We need better marketing. The Reform movement that is. Well, Temple Emanuel, too, but this Shabbat, I’m concerned about the broader umbrella of Progresive Judaism.
You may have heard that Jews throughout the world have been called together this Shabbat (Shabbat Noach) to participate in The Shabbos Project. This Shabbos Project is being marketed as an “international movement to unite all Jews through keeping one Shabbos together.” Sounds like a lovely idea, doesn’t it? Though, isn’t that what we do week after week- observe Shabbat with Jews throughout the world? It was the Israeli writer and philosopher Ahad Ha-am who first reminded us, “More than Israel has kept Shabbat, has Shabbat kept Israel.” The international construct, if you will, that keeps Jews “together” is already present. It’s called Shabbat, and it has the potential to unite us. Indeed, Jews worldwide observe it.
While not so obvious on the Shabbos Project flyers posted throughout our community in places like Starbucks, or in the materials advertising the Baltimore Challah bake that occurred at the JCC as part of the project, this Shabbos Project is far from a pluralistic effort at uniting world Jewry. It has been organized by a South African outreach organization called Kiruv. Kiruv’s mission is one of unifying the Jewish people. Their website states, “Our united efforts, with HaShem’s help, will be the seeds to infuse light, love, and inspiration to all of Am Yisrael.” What becomes clear when digging a bit deeper specifically into the directions for the Shabbos Project’s hosts, however, is that the goal of unifying the Jewish people is only about unifying us according to one narrow definition of what it means to be an observant Jew.
Hosts are encouraged to “share the beauty of Shabbos by inviting a less-affiliated Jew into your home.” I’m not sure what they mean by “less-affliated,” but I have a sense they are referring to folks just like me. Non-Orthodox Jews. It is striking that nowhere in the marketing materials are denominational terms used, just “Jewish” and “less affiliated.” There are guidelines, of course, on how to handle “halachik mistakes” made by guests. Encourage Torah observance, but don’t judge. Tell your kids not to make any comments regarding lack of knowledge about basic Jewish concepts. Remind them, your kids that is, that your visitors have never had the privilege of a Yeshiva education. Oh, and my favorite suggestion, “when bringing female guests to shul, make sure there is a user friendly mechitza”…If the women’s section isn’t inviting, it is “better to encourage them to stay home with the women of the home. This is particularly important for beginners.” The website manual states.

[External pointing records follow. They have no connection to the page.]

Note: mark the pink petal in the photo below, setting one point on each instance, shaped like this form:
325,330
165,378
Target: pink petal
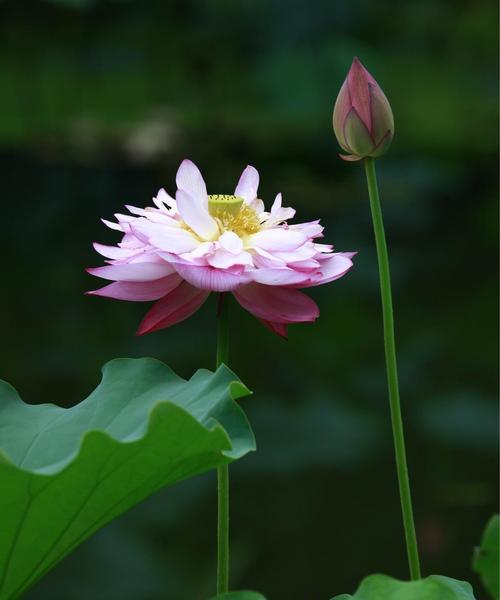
222,259
139,291
276,304
180,304
115,252
332,267
111,225
163,199
358,79
280,277
133,271
248,184
190,180
213,279
280,328
277,239
311,230
231,242
196,215
166,238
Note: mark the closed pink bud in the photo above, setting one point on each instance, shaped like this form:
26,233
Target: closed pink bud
362,117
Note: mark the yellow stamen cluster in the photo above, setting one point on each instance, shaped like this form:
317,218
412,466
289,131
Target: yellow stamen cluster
232,214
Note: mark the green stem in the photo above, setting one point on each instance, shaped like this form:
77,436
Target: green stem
223,471
392,372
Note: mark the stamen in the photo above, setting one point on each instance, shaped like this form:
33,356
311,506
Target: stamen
233,214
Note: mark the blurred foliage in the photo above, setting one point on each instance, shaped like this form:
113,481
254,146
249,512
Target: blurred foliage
100,102
487,557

I could share more about the instructions for those serving as hosts for this worldwide Shabbos effort, but you get the idea. It is less about Shabbat ideals, and far more about promulgating a Halachicly narrow, Orthodox definition of Shabbat observance. It is not at all about true unity, or making the world a better place, or even providing that taste of redemption. It's about forwarding one idea about how to keep the Sabbath.
As I said, we need better marketing.
How do we – Reform Jews who do observe Shabbat, who live full Jewish lives, even if not halachikly bound ones – how do we respond to this divisive message that their “keeping Shabbat” is better than ours, that their way is God’s preference? First and foremost, we must never be apologetic regarding the Reform movement’s stance on ritual, our understanding of history or Torah, or our personal level of Jewish observance. Whether we tear toilet paper or not or use a light switch on Shabbat, should not be held up as a defining measures of our Jewishness, our connection to God, let alone our moral character. Moreover, we should speak proudly about how we do express our Jewish observance. We must always speak in the positive: affirm what choices are made and provide explanations that extend beyond mere convenience.
Despite the concerns I have regarding Kiruv’s Shabbos Project, I hope it motivates us in one very important direction. Each of us, regarding of our level of observance should take time to consider what makes us Jewish. Is it simply a matter of our biology? Or, is it our commitment to social justice, the values of tikun olam? Is it a matter of a faith in a singular God? Or, is your Judaism defined primarily through historical and cultural connections to the past? For so many generations, Jewish identity was assigned to us as much by external forces as by individual choice. That is no longer the case today. In our modern, some argue post-modern, world, we are not identified as Jewish unless we choose to be. And, I’d argue, it behooves us to do so, to each be a Jew by choice. I firmly believe that we must each consciously and proactively identify as Jewish – we must choose it. In that sense the Shabbos Project has it right: we must choose to opt-in if we expect Jewish life to thrive into the decades and centuries ahead.
My hope – a hope that is at least as passionate as, if not more so, than the one behind Kiruv’s Shabbos Project—is that Progressive, Reform Judaism remains a vibrant, accessible, intellectually engaging, aesthetically beautiful and welcoming place for all Jews to opt-in.